La nouvelle conceptualisation de la pauvreté
basée sur les capacités permet donc de mettre en évidence
pourquoi et en quoi les femmes sont plus pauvres. Etant multidimensionnelle,
cette approche de la pauvreté est essentiellement une
méthode qualitative et montre comment les
méthodes strictement quantitatives reproduisent les liens sexistes (
cfr. la répartition des ressources
dans le ménage). L'analyse quantitative, toujours nécessaire,
doit être menée dans le cadre de cette approche qualitative, et en
référence avec ses différentes dimensions.
Ainsi l'examen des statistiques qui existent permet
d'appréhender la situation comparée des hommes et des femmes
concernant différents aspects de la pauvreté.
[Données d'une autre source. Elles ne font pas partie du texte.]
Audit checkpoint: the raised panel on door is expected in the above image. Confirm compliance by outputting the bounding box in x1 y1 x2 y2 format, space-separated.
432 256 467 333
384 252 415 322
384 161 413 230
Même si elles
sont encore insuffisantes, des données sexuées existent dans
beaucoup de pays, elles concernent les capacités reconnues
indispensables pour vaincre la pauvreté, comme l'alphabétisation,
l'accès à la scolarisation (primaire, secondaire,
supérieur), les salaires (à défaut de statistiques exactes
sur les revenus), l'espérance de vie, la santé, la
mortalité maternelle, l'anémie des femmes enceintes, la
malnutrition des enfants de moins de 5 ans, ~
Ces données sont éloquentes : les filles
représentent les 2/3 de l'ensemble des enfants non scolarisés
dans le monde, et les femmes 70% des adultes analphabètes (Cependant,
dans certains pays d'Europe et d'Amérique du Sud, la scolarisation des
filles est équivalente à celle des garçons dans
l'enseignement primaire et secondaire même plus forte dans l'enseignement
supérieur).
Les salaires des femmes varient suivant les pays entre 44 et
84% de ceux des hommes. 80 à 90% des familles sont des ménages
avec des femmes seules et des enfants (familles monoparentales).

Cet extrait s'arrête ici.